I grew up writing in notebooks. My favorite place to write was on my balcony; I would shimmy through the window and sit out there in all kinds of weather, my radio propped just inside (the cord only reached so far). With my desktop computer I was chained to a desk – unless I wanted to hand write everything out, then retype it – and then my desktop died. Now I use my laptop and my desk is anywhere I happen to be; the park, the patio table (where I am now), the kitchen, the living room, even my bed dotted with purring cats. Is it organized? Do I have a fancy writer’s bulletin board? How about all those dictionaries and writers’ books? Nope. I have a laptop, google, and an imagination, and I like that better. The view is certainly nicer.

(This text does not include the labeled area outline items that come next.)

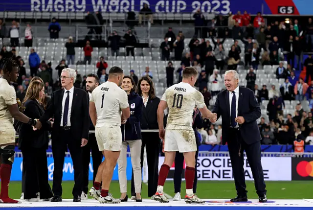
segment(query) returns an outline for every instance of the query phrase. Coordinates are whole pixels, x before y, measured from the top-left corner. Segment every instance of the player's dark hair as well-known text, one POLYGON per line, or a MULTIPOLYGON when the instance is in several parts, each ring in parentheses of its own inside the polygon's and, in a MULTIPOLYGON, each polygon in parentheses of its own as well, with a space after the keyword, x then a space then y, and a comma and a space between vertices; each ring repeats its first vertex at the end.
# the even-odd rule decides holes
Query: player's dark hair
POLYGON ((136 91, 136 84, 135 83, 135 81, 134 80, 133 77, 132 77, 131 76, 124 76, 123 79, 125 78, 128 78, 130 79, 131 82, 132 83, 132 85, 134 86, 133 88, 132 88, 132 90, 131 90, 130 93, 131 93, 133 92, 136 91))
POLYGON ((0 66, 2 67, 3 74, 10 73, 15 67, 17 68, 19 70, 20 70, 19 65, 16 61, 13 59, 13 57, 2 59, 0 66))
POLYGON ((93 73, 89 73, 87 75, 87 77, 93 77, 96 80, 96 83, 100 84, 99 82, 99 77, 93 73))
POLYGON ((110 69, 109 71, 109 75, 113 74, 121 74, 123 73, 123 70, 119 67, 113 67, 111 69, 110 69))
POLYGON ((189 78, 192 76, 198 76, 198 71, 194 68, 188 67, 182 70, 182 78, 189 78))
POLYGON ((137 93, 139 95, 142 95, 142 92, 141 92, 141 89, 140 86, 141 85, 141 82, 143 80, 148 82, 148 84, 150 86, 150 88, 149 90, 149 96, 150 98, 155 98, 156 97, 156 92, 155 91, 155 87, 153 85, 153 82, 152 80, 147 76, 145 76, 142 77, 138 81, 138 84, 136 88, 136 93, 137 93))

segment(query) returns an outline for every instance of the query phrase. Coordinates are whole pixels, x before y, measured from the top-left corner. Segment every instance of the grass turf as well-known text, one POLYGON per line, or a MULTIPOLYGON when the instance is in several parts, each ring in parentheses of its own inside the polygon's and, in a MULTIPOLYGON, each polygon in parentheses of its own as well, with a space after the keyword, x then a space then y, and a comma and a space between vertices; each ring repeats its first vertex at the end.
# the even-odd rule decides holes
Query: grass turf
MULTIPOLYGON (((52 182, 49 182, 52 186, 52 182)), ((252 181, 247 181, 246 189, 248 190, 248 198, 256 199, 258 196, 255 192, 254 184, 252 181)), ((313 198, 312 193, 313 188, 313 181, 291 181, 266 182, 267 194, 268 199, 301 199, 303 198, 313 198), (309 192, 311 192, 311 193, 309 192)), ((72 198, 72 189, 74 185, 73 181, 64 181, 62 183, 63 189, 63 198, 72 198)), ((92 186, 89 182, 89 188, 92 186)), ((130 198, 131 183, 128 183, 128 195, 130 198)), ((10 197, 19 199, 21 193, 21 182, 11 182, 9 187, 9 194, 10 197)), ((185 183, 181 184, 182 197, 184 197, 185 183)), ((166 193, 172 197, 175 195, 174 184, 172 181, 166 181, 164 188, 166 193)), ((110 186, 110 192, 116 198, 120 195, 119 185, 118 181, 113 181, 110 186)), ((148 198, 148 186, 143 183, 142 189, 143 198, 148 198)), ((235 184, 233 181, 199 181, 197 189, 197 195, 201 198, 225 198, 229 199, 236 196, 235 184)))

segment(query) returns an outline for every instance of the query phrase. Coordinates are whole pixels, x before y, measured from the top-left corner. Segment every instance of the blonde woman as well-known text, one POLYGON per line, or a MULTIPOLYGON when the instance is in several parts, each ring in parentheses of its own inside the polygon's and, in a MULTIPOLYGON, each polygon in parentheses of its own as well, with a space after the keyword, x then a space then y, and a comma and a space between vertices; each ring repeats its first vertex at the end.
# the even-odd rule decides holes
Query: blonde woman
MULTIPOLYGON (((22 103, 24 114, 33 119, 39 119, 45 114, 43 98, 45 97, 44 84, 38 80, 32 81, 26 93, 22 103)), ((48 183, 48 169, 46 150, 48 148, 48 131, 53 122, 43 123, 41 129, 34 131, 32 127, 23 123, 20 131, 19 148, 23 155, 23 188, 24 199, 28 201, 38 201, 40 199, 49 201, 53 197, 48 183)))

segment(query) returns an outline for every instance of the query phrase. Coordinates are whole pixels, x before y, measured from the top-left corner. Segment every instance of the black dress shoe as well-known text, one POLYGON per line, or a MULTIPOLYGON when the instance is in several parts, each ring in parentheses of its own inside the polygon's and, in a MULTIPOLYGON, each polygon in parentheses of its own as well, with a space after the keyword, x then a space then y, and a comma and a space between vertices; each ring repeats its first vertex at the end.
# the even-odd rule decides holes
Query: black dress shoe
POLYGON ((82 200, 80 199, 80 196, 79 195, 77 195, 77 196, 74 197, 74 199, 73 199, 73 202, 79 203, 81 202, 82 200))
POLYGON ((51 199, 51 202, 53 203, 62 202, 62 198, 58 195, 56 195, 55 196, 53 197, 52 199, 51 199))
POLYGON ((120 199, 121 202, 127 202, 128 200, 128 195, 126 194, 126 196, 123 199, 120 199))
POLYGON ((230 199, 231 202, 244 202, 248 201, 246 196, 240 196, 237 195, 236 198, 230 199))
POLYGON ((262 196, 259 196, 259 202, 260 203, 266 203, 268 202, 268 199, 266 197, 266 195, 262 195, 262 196))

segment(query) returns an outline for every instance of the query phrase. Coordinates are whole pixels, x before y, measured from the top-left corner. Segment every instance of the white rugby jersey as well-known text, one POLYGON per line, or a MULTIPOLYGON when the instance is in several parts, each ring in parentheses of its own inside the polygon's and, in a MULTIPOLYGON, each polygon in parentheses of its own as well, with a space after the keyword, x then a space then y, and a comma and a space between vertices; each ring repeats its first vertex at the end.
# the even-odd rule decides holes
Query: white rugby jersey
POLYGON ((190 129, 195 106, 205 106, 203 96, 188 83, 180 82, 168 88, 162 96, 169 108, 166 128, 190 129))
POLYGON ((115 83, 106 82, 92 91, 90 101, 97 111, 95 127, 120 126, 121 109, 129 106, 127 94, 115 83))

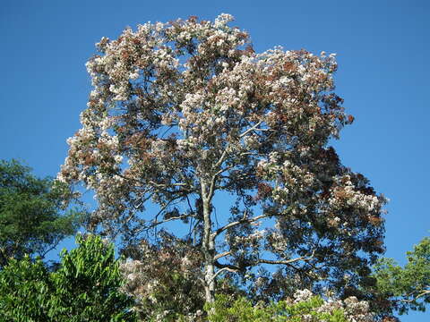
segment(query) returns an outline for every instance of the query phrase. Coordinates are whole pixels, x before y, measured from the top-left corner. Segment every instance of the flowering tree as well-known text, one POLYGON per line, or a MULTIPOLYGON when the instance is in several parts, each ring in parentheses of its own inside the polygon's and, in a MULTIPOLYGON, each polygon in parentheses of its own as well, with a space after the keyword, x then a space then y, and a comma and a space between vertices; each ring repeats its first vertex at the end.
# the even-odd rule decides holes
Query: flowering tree
MULTIPOLYGON (((186 225, 176 235, 202 258, 208 302, 221 274, 271 265, 280 280, 324 279, 348 292, 383 251, 385 199, 328 145, 353 121, 332 92, 334 56, 255 54, 231 21, 190 17, 103 38, 58 178, 94 190, 90 228, 130 244, 186 225)), ((277 284, 260 277, 262 290, 277 284)))

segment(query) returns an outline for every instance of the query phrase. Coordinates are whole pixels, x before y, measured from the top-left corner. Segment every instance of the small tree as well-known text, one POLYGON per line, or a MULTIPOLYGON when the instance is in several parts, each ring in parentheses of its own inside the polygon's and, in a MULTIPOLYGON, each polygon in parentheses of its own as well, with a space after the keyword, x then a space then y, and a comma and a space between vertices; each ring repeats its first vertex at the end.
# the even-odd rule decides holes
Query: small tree
POLYGON ((15 160, 0 160, 0 267, 25 254, 43 258, 76 232, 83 212, 64 211, 66 191, 15 160))
POLYGON ((0 271, 0 317, 16 322, 132 322, 133 300, 121 292, 123 277, 113 245, 83 240, 62 254, 49 273, 40 259, 12 259, 0 271))
MULTIPOLYGON (((271 265, 293 288, 323 279, 350 294, 383 251, 385 199, 329 146, 353 121, 332 91, 334 56, 255 54, 230 21, 191 17, 103 38, 58 178, 93 189, 90 228, 127 243, 156 243, 151 231, 184 224, 177 236, 202 258, 207 302, 221 274, 271 265)), ((280 284, 255 277, 275 293, 280 284)))
POLYGON ((430 238, 414 246, 407 258, 403 267, 392 258, 381 258, 374 267, 378 291, 400 314, 408 309, 425 311, 430 302, 430 238))

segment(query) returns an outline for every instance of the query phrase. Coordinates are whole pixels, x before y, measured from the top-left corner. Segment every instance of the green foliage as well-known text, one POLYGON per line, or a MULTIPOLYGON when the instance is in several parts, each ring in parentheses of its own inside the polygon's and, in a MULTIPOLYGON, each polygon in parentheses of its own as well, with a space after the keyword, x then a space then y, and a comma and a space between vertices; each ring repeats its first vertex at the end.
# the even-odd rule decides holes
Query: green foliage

I have to credit my bad eye sight. When I’m walking the dog in the semi-twilight I see all sorts of terrifying and macabre things; gargoyles on the light poles, abandoned babies in the park, dead bodies on the side of the road. Of course, when I get closer I can plainly see that it’s only a beat up transformer with a bit of tree branch caught in it, or a squashed bag in the park, or a person randomly laying on the ground next to the road (okay, I admit, I didn’t check. He might have been dead). This does beg the question, though: do I see macabre things because I have a scary imagination, or do I have a scary imagination because I see macabre things?
I’d like to say vacationing in the Bahamas, but who gets to do that? I create book covers for fellow authors and do other publishing related things. I also blog and maintain a website. But that’s all boring stuff. What I really love to do is pet cats, bake new recipes, watch anime, take photos and engage in my various doll hobbies off and on. I’d like to find time to make it back to paper dolls again.
The splendor of the universe; the beauty of the natural world and the magic of.. eh, who am I kidding? It’s the undeniably crushing work load. Wait, that sounded bad, though it’s true. What makes me leave the warm comfiness of my bed is the long to-do list that I know I can’t possibly finish today. That and the dog whining to go out. It’s all sunshine and miracles in this house. Ha ha!
A myth with the power to destroy the world…
Katelina has barely recovered from the chaos of Malick’s revolt, yet she and Jorick must go to Munich to testify before the True Council. To make matters worse, they’re assigned an entourage that includes Verchiel, a vampire Katelina never wants to see again.
Her hatred is forgotten when Malick and his henchmen penetrate the stronghold in Munich. Instead of returning home, Jorick leads them on a quest to reclaim the Heart of the Raven. Said to be the disembodied heart of Lilith, the relic may be more reality than myth, and if it falls into the wrong hands it could have disastrous consequences for the world. Can they reach its hiding place before Malick?
The fifth installment of the Amaranthine series sees Jorick and Katelina draw closer as they surround themselves with old allies and new friends to outwit the machinations of the ancient master. Katelina will have to draw on her inner strength if she wants to survive because there’s no room for the fainthearted in a world where darkness is eternal and the night tastes like blood.